The Quest To Accelerate Human Evolution
As a religious philosophy, transhumanism sees technological augmentation as a moral duty. It begins with the quest to overcome disease, old age, and death, and it ends with something like the Christian vision of human perfection and immortality.
It’s an underappreciated fact that many transhumanists are not atheists. Some see technology as a way to realize God’s unfolding plan — even if that means irreversibly altering the human form, or replacing humans with simulacra altogether.
Resting on the pillars of gene-editing, bionic modification, neuro-enhancement, robotics, and artificial intelligence, transhumanism is yet another dream for a better world. Naturally, these far-reaching ambitions invite revulsion and ridicule from normal people.
Perhaps more importantly, human perfection has always proven to be an impossible dream (the Kardashians are a fine example). That limitation may not matter, though, as long as powerful people are driven to pursue grand visions and intend to drag the rest of us along.
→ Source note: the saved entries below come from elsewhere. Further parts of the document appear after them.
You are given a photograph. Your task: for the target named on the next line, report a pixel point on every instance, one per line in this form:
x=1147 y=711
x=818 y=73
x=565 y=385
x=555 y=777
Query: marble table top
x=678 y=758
Chang’s UCSF brain implant experiment shows that some aspects of the transhumanist vision are already within reach. Technology confers miraculous powers. Even if the subject’s immune system eventually rejects the electrodes in his head (as is quite common), for now he’s able to do something that for nearly two decades was impossible: directly express his thoughts in words.
One of the more touching phrases he’s able to convey is, “I need you.” Although the study makes no mention of it, I imagine he immediately said, “Thank you.” Progress won’t stop with this heart-warming scenario, though. It never does.
The first computers were developed out of military necessity. Today, more than six billion people in the world casually use smartphones to enhance memory and cognition as if they always existed. Sex-change operations were pioneered to cater to troubled souls who saw no other option. Now hormone therapy is in vogue and even children are being convinced to try it.
It’s only a matter of time before we see attempts to use elective brain implants to create elite mathematicians and super-soldiers. Over and over again, we’re told this new world is “inevitable.” That may be the case, but not because God or nature deemed it so. Transhumanism is inevitable for the same reason that war is always imminent: because someone with enough power wants it to happen.